Low-cost airline Norwegian Air has filed for bankruptcy protection in Ireland, becoming the biggest casualty of the coronavirus pandemic in the aviation sector to date.
The troubled carrier has asked an Irish court to carry out a process of examinership. This should protect the group’s assets while it tries to slash debt levels and find new funding as part of a restructuring. It is expected to take as long as five months.
Norwegian will continue to operate its flight schedule, which is reduced owing to Covid-19, during the process and its shares will still be traded on the Oslo stock exchange.
The carrier built its reputation on rock-bottom fares, as low as £69, to cross the Atlantic and in 2018 overtook BA to become the biggest non-US airline linking Europe and New York.
Norwegian said it had chosen Ireland because its fleet is held there, and that it had taken the decision “in the interests of its stakeholders”.
The request to the Irish court comes just a week after Norway’s government refused to grant further financial assistance to the airline, a move Norwegian said left it facing a “very uncertain future”.
The carrier received a bailout through state aid from Norway in the spring, with stringent conditions attached, after the first wave of coronavirus grounded many planes around the world.
However, Norwegian had appealed for more financial support as the pandemic continued and fresh lockdowns in many markets slowed an expected recovery in aviation.
Jacob Schram, the airline’s chief executive, said the the decision to request bankruptcy protection had been taken to “secure the future of Norwegian for the benefit of our employees, customers and investors.
“Our intent is clear. We will emerge from this process as a more financially secure and competitive airline, with a new financial structure, a right-sized fleet and improved customer offering.”
Schram said the company wanted to work with its stakeholders to find solutions to its financial problems, and intended to save as many jobs as possible.
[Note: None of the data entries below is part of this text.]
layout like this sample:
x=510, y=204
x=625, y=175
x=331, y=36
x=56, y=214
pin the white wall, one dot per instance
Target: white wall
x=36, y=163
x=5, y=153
The carrier said it believed it had enough liquidity to get through the examinership process.
It is only flying six of its aircraft and will only operate domestic Norwegian routes during the winter.
Before the pandemic, Norwegian was operating more than 100 planes from several European bases, including London’s Gatwick airport.
The airline pioneered low-cost, long-haul flights, including cheap no-frills fares across the Atlantic.
However, the carrier’s rapid expansion, fuelled by borrowing, meant it entered the pandemic in a weaker financial state than some of its rivals.
“Norwegian’s problems were of its own making, with its ambition and expansion into low-cost long-haul flights,” said John Strickland, an analyst with JLS Consulting. “They have turned over every stone over a long period of time to stem losses, cut debt and raise equity, and then have had to deal with the pandemic on top of that.”
Strickland added that Norwegian was facing increased competition in its domestic market, with low-cost rival Wizz Air planning to open two bases in Norway, while a new home-grown airline was also being planned.
Norwegian is most likely to come out of the pandemic a very different business: a European regional carrier. However, Dan Thomas, an analyst at the research firm Third Bridge, said this would also present challenges.
“They did have a profitable short-haul business, and one would assume that they would look to regrow the business. Short-haul European routes are going to be competitive. You’ve got some well-established players like Ryanair and Wizz Air who by all accounts have weathered coronavirus fairly well, and who are going to have lots of capacity in short-haul for some time,” Thomas said.